The owner's response was, "Well, I guess it's scary if you think about it now, but back then, all we knew was that missile was there to keep us safe."

When I was in the National Guard, my home armory was in the middle of a neighborhood in Swanton. We kept our jeeps, trucks, and M60A3 tank in the motor pool, separated from the neighbors by just a chain link fence. The armory, like Williston's today, was used for community purposes as well as for the military - a preschool used our classrooms during the school year.

But come training days, when we had to start up those vehicles, we did so knowing that we were disturbing the peace. The engine of an M60A3 is anything but quiet, and after a few months sitting idle, it could throw off thick, black exhaust that would blanket the neighborhood. Once, so I'm told, someone hit the switch on the tank's smoke generator. Having experienced the thick, white smoke on training battlefields, I could only imagine what the neighborhood looked like.

I'm certain that on training days, our neighbors watched us warily, so they could be prepared for the billowing exhaust, the roar of the engine, and the loud squeak of the tracks as we maneuvered the nearly 50-ton monster around our grounds. Perhaps those neighbors also had the feeling that despite the inconvenience, we were there to help keep them safe.

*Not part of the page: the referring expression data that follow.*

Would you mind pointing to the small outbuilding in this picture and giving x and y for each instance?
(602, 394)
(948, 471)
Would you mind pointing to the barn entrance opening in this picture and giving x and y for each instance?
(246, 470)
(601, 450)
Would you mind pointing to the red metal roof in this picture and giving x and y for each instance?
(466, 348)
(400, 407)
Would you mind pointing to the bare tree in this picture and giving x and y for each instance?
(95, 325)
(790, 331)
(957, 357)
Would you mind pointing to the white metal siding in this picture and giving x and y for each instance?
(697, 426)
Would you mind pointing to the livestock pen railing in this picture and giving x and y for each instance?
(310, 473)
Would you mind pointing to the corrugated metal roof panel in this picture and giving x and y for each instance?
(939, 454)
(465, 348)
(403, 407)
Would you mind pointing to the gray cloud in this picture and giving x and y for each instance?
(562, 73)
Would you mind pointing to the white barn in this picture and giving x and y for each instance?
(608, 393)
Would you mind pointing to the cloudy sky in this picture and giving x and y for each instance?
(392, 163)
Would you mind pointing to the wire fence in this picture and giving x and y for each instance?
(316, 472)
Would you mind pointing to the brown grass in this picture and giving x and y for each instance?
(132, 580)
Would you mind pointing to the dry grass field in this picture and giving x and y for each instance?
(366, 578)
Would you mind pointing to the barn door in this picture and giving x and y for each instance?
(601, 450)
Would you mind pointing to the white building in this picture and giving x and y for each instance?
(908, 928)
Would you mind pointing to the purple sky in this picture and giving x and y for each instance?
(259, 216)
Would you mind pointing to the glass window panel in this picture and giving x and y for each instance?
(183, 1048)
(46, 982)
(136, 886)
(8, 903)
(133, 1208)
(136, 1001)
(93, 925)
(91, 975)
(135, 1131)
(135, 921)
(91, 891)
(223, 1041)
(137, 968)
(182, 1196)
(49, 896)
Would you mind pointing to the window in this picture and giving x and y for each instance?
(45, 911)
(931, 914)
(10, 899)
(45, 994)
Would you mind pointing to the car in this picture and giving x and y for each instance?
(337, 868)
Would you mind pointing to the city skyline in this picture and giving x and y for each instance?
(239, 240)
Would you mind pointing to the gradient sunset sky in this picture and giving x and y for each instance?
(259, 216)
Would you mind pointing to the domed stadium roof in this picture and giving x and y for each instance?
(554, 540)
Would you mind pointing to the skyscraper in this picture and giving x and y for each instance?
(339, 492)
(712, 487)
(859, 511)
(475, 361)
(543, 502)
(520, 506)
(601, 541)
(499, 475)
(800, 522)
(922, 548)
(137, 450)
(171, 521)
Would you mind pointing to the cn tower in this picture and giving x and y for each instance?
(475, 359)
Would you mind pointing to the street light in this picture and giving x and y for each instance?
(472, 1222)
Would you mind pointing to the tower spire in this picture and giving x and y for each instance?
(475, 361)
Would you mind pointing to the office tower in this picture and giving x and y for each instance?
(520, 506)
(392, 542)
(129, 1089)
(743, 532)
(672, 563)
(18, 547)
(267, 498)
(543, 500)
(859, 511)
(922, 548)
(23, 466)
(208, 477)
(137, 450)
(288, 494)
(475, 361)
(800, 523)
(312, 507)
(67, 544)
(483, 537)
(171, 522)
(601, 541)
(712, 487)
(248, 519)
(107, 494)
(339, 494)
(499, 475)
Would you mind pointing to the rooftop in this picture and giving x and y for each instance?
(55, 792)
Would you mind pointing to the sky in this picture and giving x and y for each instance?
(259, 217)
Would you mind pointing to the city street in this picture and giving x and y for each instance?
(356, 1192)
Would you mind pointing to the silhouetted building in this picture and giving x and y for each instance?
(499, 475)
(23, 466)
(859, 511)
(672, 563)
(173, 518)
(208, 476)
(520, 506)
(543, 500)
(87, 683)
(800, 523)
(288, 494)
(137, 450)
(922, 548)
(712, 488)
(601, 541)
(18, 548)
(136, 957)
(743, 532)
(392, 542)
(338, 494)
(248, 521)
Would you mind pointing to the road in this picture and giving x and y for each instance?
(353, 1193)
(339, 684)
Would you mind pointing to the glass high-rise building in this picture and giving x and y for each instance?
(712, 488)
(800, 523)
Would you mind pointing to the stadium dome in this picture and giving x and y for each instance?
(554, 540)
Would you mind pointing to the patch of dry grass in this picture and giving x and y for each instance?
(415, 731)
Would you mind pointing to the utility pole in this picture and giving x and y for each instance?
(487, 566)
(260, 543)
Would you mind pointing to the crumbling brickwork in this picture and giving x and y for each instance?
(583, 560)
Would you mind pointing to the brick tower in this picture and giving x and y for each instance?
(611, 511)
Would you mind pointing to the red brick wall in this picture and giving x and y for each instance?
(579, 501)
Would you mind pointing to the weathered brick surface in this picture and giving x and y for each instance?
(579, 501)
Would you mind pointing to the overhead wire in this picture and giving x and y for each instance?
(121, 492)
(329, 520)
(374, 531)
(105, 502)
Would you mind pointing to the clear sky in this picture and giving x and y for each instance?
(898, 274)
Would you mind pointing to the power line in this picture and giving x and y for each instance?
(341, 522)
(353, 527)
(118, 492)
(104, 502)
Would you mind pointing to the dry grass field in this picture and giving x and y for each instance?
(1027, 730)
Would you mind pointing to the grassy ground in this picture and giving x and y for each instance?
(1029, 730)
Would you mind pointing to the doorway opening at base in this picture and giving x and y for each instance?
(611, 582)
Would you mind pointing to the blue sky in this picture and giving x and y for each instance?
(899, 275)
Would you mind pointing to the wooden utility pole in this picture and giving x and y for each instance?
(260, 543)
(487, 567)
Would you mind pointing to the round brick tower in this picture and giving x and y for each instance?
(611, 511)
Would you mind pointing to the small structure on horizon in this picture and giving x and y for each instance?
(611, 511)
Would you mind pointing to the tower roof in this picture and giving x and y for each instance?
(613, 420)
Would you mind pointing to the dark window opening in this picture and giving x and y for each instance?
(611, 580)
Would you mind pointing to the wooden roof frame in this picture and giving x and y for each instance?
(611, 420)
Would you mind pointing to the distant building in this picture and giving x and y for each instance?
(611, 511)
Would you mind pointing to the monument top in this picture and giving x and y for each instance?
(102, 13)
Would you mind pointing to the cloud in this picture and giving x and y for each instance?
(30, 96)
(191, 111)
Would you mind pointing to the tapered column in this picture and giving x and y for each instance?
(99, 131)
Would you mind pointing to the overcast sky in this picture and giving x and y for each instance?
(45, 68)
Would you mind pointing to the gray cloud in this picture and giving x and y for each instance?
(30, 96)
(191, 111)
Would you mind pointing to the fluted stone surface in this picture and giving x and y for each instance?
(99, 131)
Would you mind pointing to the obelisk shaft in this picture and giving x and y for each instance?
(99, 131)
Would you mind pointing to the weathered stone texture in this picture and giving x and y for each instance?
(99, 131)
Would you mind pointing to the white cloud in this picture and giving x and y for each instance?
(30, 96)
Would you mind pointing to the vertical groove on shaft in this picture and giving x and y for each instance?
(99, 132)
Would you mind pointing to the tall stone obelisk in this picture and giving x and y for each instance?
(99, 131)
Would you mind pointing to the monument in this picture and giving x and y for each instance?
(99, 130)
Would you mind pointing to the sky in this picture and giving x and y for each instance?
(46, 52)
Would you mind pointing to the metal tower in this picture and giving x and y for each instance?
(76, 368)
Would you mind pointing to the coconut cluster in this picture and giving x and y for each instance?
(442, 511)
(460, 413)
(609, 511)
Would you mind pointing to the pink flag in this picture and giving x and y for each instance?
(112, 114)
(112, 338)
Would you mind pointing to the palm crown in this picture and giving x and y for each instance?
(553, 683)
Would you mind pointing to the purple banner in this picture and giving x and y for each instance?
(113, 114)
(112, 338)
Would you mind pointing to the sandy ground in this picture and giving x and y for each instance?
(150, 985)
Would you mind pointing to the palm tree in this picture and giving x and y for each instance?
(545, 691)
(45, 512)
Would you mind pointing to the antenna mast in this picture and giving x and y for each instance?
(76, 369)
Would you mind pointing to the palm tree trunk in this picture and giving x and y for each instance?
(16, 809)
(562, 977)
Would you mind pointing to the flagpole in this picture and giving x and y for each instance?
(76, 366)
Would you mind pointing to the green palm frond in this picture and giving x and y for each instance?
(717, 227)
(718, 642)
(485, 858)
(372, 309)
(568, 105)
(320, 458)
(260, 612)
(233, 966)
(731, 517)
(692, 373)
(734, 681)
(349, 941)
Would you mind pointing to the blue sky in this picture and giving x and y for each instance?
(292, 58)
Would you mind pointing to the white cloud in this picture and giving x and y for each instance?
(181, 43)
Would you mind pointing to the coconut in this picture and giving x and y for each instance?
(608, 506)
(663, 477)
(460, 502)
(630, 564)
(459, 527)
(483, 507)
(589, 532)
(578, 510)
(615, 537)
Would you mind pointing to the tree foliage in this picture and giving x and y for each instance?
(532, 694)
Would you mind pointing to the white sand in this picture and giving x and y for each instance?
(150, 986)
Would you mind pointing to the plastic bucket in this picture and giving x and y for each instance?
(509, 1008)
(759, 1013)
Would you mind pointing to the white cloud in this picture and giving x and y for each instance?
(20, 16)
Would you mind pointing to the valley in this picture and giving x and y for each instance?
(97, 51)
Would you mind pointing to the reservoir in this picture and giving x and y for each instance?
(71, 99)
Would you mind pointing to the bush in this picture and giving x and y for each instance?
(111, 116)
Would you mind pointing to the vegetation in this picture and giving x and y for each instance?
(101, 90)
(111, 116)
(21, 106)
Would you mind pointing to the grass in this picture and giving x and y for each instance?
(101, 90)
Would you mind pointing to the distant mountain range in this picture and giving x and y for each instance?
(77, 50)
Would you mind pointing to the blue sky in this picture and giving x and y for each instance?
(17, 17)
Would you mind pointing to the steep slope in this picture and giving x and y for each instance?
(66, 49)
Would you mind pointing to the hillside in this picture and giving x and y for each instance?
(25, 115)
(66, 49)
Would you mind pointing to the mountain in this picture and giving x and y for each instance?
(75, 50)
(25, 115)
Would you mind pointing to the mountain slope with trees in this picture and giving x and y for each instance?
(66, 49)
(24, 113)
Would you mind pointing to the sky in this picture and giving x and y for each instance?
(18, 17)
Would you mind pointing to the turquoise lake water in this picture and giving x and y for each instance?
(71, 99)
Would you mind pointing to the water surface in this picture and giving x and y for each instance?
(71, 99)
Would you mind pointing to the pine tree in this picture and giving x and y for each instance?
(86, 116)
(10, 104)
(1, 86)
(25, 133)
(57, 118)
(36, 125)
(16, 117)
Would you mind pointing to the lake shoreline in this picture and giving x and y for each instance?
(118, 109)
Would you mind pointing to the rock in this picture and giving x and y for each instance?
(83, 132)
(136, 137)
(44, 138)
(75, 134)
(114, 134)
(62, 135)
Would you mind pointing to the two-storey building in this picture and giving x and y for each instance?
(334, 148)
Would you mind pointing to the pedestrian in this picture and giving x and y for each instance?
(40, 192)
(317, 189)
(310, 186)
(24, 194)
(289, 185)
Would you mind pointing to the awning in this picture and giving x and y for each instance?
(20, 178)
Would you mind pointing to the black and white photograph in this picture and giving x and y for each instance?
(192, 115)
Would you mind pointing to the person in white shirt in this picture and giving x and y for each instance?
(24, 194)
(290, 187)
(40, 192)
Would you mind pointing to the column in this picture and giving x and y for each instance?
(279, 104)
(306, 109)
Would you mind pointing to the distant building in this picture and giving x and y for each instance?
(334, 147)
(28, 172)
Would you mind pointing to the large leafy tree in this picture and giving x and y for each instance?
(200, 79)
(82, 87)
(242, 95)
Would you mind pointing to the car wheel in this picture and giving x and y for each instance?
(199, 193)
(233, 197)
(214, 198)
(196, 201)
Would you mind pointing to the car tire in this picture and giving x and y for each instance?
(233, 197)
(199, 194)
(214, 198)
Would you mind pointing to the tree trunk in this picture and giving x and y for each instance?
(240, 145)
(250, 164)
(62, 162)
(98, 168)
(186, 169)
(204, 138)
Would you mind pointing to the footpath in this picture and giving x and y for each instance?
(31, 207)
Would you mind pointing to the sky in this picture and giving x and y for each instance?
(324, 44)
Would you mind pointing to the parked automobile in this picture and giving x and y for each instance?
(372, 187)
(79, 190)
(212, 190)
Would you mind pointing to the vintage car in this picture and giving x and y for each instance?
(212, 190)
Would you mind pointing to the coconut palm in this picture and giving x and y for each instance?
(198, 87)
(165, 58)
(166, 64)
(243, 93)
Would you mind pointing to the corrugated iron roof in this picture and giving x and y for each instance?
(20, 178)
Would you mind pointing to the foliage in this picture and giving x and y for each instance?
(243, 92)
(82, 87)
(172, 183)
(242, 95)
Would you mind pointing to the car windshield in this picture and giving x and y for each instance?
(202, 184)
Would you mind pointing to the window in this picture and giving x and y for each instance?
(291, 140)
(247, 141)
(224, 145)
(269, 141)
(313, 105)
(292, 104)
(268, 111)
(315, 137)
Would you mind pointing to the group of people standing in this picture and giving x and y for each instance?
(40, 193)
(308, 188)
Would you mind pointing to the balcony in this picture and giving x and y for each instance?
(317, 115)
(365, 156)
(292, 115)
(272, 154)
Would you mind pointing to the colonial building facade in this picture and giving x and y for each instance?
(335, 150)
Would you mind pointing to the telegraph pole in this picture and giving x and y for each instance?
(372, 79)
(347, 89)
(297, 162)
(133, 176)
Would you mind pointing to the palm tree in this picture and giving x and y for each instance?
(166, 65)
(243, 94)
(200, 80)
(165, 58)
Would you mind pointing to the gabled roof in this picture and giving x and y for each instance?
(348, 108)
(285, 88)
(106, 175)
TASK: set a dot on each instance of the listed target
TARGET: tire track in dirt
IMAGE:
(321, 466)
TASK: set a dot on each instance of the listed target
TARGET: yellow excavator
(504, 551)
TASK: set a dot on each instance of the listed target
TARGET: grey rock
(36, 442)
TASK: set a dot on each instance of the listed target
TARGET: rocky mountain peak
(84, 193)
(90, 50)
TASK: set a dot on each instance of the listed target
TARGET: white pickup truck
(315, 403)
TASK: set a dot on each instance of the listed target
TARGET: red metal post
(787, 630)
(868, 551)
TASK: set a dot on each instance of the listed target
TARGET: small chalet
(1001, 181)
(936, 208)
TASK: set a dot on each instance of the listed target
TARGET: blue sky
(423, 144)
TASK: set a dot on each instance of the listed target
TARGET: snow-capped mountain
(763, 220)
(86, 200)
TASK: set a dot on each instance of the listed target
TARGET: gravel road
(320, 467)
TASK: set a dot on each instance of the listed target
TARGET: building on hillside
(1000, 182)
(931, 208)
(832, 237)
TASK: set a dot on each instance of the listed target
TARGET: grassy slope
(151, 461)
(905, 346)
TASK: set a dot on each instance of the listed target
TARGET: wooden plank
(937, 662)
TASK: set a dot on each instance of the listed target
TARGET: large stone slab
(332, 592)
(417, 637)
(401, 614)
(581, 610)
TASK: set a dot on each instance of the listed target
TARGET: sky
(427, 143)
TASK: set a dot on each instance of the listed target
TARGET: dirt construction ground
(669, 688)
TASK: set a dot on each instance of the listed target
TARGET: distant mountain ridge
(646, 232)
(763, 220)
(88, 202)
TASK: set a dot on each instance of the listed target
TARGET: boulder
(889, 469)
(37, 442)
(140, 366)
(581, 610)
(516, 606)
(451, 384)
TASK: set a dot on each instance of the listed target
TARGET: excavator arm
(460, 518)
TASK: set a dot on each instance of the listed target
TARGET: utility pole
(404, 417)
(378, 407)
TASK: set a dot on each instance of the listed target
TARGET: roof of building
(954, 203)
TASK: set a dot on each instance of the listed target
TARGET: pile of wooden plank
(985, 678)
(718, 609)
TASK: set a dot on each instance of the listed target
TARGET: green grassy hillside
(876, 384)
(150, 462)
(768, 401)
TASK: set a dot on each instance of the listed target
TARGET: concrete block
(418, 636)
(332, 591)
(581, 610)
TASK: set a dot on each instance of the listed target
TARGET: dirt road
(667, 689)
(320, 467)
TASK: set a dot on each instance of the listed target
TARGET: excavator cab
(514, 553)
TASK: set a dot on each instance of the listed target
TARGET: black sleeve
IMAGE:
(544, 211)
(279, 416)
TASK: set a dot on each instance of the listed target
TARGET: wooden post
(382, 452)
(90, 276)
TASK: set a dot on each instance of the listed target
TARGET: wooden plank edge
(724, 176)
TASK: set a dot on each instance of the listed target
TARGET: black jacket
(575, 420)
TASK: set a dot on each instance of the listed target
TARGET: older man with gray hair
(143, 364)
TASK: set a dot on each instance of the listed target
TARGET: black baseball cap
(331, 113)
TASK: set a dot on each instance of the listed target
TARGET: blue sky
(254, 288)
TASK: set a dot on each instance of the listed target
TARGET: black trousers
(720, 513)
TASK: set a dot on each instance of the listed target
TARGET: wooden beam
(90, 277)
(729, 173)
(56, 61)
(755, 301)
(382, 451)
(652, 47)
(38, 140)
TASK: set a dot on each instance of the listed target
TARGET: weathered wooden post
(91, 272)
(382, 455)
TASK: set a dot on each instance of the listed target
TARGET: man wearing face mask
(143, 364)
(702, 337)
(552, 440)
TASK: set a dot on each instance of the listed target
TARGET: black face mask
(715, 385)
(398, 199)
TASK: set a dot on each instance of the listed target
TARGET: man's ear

When my family and I moved to Williston, we lived on North Brownell Road. We quickly found that our home, like the Lamplight Acres neighborhood across the street from us, was on the landing path of some flights flown by the Vermont Air National Guard. The first few fly-overs were a surprise to us, as we had quickly learned that civilian planes rarely ever flew overhead.

By the next summer, the loud whine of the jets' engines were just background noise, and it was actually exciting to see the jets fly so low over our house that you could see the pilots and hear the hydraulics whine as the pilot worked the controls.

When the kids asked what the loud noise was, the sentiment expressed by that Alburgh property owner always came to mind. That plane, that noise, was telling us that someone was up there to keep us safe.

Having experienced living on the landing path of F-16s hardly compares to those who live closer to the airport and will have to deal with increased noise from the proposed F-35. I can only imagine the noise when one of these advanced fighters engages its engines and afterburners to move 15 tons of metal from a standstill to take-off speed.

However, just as we cannot reasonably pull the F-16s out of the airport and maintain the same security in our skies, we cannot fail to innovate. The F-35 is the latest innovation, and the Vermont Air Guard is right to feel honored to be one of only a handful of bases where the F-35 is being considered for deployment over the next half-decade.

That honor is probably little consolation to the airport's neighbors, just as it is little consolation that some tests done so far show the F-35 is only slightly louder than the F-16. Tell that to a child woken by afterburners roaring for night missions.

However, our service men and women need to be using the latest equipment possible, in order to help secure our freedom and safety. This is less a liberal or conservative issue than it is a community one.

My suggestion is that we, as a community, work with the Guard to be sure that when Vermont is chosen as a site, we can make the situation the best possible, rather than work against even bringing the new planes here.